More legal resources. Especially among graduate student and staff researchers, we heard that laws like the Computer Fraud and Abuse Act (CFAA) can pose risks to individuals pursuing legitimate academic and extracurricular activities. There were a number of suggestions on how to better equip our community to navigate the current legal environment. This year, the IAP subject Coders, Know Your Rights: A Practical Introduction to Technology and the Law, was offered in the Media Lab, which covered legal issues around software coding, including issues in copyright law, the CFAA, and data privacy. Students suggested the expansion of formal curricular offerings in this area. (We note that the Anthropology Section is collaborating with Suffolk University to develop an IAP offering on intellectual property law.)

Also suggested were regular or on-demand briefings from the Office of the General Counsel on legal risks associated with computing activities, and Web resources on the CFAA and other potential legal risks.

It’s clear to us that there is an unmet demand for legal information, especially among students and researchers in the Media Lab and EECS. Similarly, students say there is a need for a path for questions and consultations related to ethics in the digital sphere, similar to that available through the Committee on the Use of Humans as Experimental Subjects (COUHES) for research involving human subjects. Finally, graduate students suggested that MIT create an administrative position of legal triage advisor to help students in need of legal advice. In parallel to our engagement process, President Reif has asked the Provost, Chancellor, and General Counsel to develop a proposal for creating a resource for student inventors and entrepreneurs to obtain independent legal advice.

What does it mean to be a leader? Finally, many in our community expressed pride in MIT’s reputation as a leader in technology and innovation, but were disappointed that MIT did not make a statement regarding the prosecution of Aaron Swartz specifically, and more broadly on the merits (or lack thereof) of the CFAA. They believe that it is incumbent upon MIT to exercise its leadership by taking a public stance on issues of national importance. No doubt, this desire to have highly visible statements of public import emanating from MIT comes from a widely shared aspiration for MIT to exercise every opportunity to serve the public good. But we heard from many others who believe that it would have been inappropriate for MIT to have made a statement in the Swartz case.

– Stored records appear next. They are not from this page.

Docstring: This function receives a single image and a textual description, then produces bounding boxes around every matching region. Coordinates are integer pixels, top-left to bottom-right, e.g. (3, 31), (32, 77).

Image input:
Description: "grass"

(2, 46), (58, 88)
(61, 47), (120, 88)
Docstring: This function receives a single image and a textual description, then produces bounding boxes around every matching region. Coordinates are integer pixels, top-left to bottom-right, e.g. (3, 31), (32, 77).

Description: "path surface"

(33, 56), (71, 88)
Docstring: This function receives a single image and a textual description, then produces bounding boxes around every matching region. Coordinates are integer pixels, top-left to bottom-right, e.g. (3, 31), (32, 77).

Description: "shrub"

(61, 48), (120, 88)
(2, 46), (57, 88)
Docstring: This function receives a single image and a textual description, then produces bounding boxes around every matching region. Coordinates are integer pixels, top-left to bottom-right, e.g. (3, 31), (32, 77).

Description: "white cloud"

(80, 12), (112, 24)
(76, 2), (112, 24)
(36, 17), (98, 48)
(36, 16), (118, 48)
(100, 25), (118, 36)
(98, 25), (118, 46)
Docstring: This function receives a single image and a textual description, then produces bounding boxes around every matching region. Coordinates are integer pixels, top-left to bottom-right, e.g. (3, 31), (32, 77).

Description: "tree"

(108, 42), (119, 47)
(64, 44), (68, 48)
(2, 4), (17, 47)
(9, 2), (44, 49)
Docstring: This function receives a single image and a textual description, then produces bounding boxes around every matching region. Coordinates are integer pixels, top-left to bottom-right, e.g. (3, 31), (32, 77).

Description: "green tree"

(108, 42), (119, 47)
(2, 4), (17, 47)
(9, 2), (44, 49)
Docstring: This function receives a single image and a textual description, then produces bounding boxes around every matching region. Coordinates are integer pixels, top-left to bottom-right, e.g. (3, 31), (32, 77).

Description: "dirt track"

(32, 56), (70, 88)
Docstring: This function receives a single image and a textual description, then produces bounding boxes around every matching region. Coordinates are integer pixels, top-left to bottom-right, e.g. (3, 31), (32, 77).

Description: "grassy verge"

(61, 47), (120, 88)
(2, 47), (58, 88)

Historically, MIT has rarely taken an institutional position on public issues that lie outside its research and educational missions, and for good reasons. But faculty can and should influence public debate on other matters of national importance. The expertise individual faculty bring to the debate is more powerful than necessarily conservative and muted expressions from the administration. Our faculty have helped shape the national debate in areas such as global warming, nuclear disarmament, and economic policy, to name just a few. No doubt our faculty and others in the MIT community with influential voices have a role to play in the national debate over computer security and privacy as well.